When I went home and tried to hang their stained-glass window, I noticed that no light was shining through. No warmth, just external beauty—something I did not see when the young woman sold me her mother’s old leaded glass window in their darkened garage. Frankly, I do not know what to do. Deep down, I’d like to open up the back of the window, take out the darkened glass which prevents light from coming through, cut a rose from my garden, and then visit the mother with MS.
that made me yearn for something complete, something whole, something that had not been destroyed.
Many decades later, I lucked out winning scholarships in the U.S., becoming a tenured full professor of English and Communication, and finding and buying a large, beautiful old house, one brick away from a mansion with a garden on both sides in a working class/middle class area, West of Philadelphia—a house so large that some of my friends questioned whether I wouldn’t go crazy staring at empty walls.
Little did they know that my desire to bring back the things I never had, the things that got destroyed in the past, the things that once meant a great deal to families around the world whose grandchildren didn’t understand what previous generations had built and painted and framed and filled with love would be precisely the things I like to collect and move in to my house where I could cherish them every day.
World War II took most everything away from millions of people in Europe, but the flea markets and garage sales in Upper Darby and Media, PA, and all over New Jersey were the treasure troves where Ali Baba and his 40 thieves had deposited some of the finest treasures they could find, except that many of those folks no longer valued them and so I find myself checking Craigslist and Facebook Marketplace, looking for antiques and unusual artwork that beg me to liberate them from some basement in Philadelphia, Reading, King of Prussia, PA, or traveling to homes in New Jersey where one can find treasures in most unexpected places like Beatyestown, Beckett, Belford, Belleville, Bellmawr, Belvidere, Berkeley Heights, or Berlin Borough.

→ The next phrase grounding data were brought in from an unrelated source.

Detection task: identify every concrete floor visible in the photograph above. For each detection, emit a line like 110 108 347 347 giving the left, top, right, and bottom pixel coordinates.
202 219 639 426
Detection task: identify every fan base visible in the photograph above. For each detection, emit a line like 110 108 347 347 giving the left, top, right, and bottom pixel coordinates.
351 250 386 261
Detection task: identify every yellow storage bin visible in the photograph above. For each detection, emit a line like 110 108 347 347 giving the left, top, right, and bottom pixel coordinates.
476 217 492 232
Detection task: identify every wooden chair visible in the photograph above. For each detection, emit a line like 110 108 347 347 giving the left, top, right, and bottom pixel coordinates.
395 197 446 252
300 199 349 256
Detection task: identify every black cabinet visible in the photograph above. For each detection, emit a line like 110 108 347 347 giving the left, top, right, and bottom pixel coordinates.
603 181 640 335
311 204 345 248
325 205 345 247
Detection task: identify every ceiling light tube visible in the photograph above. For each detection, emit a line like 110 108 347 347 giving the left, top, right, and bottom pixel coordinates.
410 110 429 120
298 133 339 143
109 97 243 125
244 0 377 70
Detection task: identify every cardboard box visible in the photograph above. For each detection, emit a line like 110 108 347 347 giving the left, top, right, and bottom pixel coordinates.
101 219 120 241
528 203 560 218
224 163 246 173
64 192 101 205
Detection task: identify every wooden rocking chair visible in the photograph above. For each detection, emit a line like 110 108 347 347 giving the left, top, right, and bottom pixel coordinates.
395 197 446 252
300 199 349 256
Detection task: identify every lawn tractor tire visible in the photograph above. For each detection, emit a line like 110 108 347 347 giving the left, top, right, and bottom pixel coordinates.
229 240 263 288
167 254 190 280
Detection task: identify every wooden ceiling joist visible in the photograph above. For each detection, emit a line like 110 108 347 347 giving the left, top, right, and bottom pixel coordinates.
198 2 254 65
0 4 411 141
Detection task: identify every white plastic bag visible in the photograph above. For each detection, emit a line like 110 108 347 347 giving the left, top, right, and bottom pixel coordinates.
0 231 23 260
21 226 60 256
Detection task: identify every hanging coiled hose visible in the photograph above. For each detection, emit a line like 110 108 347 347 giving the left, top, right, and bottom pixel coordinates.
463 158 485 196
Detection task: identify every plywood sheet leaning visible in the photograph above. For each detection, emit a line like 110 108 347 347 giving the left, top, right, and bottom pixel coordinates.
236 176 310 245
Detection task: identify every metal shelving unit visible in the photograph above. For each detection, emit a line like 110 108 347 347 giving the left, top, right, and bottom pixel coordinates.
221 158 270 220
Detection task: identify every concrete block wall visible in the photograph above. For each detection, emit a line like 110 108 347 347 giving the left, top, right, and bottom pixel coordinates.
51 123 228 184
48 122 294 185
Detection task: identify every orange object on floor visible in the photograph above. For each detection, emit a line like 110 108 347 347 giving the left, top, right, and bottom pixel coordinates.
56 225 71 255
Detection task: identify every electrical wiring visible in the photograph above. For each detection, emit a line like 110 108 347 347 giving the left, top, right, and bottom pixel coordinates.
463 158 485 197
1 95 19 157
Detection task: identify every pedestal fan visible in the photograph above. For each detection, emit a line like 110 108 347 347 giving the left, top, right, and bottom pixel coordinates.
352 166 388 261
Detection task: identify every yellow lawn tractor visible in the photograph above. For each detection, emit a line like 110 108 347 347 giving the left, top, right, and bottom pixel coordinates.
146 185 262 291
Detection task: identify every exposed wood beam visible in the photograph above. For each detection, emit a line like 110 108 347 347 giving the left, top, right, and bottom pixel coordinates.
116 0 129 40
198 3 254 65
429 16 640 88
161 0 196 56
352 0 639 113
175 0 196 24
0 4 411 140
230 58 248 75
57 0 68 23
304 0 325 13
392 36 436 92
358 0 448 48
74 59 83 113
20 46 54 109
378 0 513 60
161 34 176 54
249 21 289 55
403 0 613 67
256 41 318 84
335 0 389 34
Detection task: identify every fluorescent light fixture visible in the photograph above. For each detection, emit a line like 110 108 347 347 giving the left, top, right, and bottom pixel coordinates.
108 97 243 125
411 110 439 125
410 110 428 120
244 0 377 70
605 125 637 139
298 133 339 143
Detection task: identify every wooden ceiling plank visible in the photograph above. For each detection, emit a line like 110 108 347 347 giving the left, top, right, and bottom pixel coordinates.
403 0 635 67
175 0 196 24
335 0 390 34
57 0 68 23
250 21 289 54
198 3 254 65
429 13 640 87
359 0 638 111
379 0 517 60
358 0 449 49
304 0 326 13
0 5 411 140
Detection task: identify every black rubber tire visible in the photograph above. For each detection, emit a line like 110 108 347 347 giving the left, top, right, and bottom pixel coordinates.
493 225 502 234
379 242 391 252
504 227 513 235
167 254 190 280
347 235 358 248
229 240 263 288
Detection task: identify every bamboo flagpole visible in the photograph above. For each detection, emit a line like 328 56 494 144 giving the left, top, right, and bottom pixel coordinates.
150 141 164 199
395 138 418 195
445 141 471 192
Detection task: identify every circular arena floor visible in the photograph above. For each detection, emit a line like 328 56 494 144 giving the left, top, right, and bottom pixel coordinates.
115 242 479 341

Last week, I went to one of the fanciest of gated communities to buy an old stained-glass window. They wouldn’t let me into the house, but opened their garage for me. The daughter, a student, maybe 19, told me that her father was so busy making money through his telephone calls that he barely even had time for her. When I asked her, “What about your mom?” she told me that her mother was in good hands in a classy hospice. “What happened?” I asked.
“Quite a few years ago,” she said, “my mother developed Multiple Sclerosis and my father divorced her and married my stepmother, but,” the young woman said, “he contributes to the expense of that place where she can live and die peacefully.”
When I went home and tried to hang their stained-glass window, I noticed that no light was shining through. No warmth, just external beauty—something I did not see when the young woman sold me her mother’s old leaded glass window in their darkened garage. Frankly, I do not know what to do. Deep down, I’d like to open up the back of the window, take out the darkened glass which prevents light from coming through, cut a rose from my garden, and then visit the mother with MS.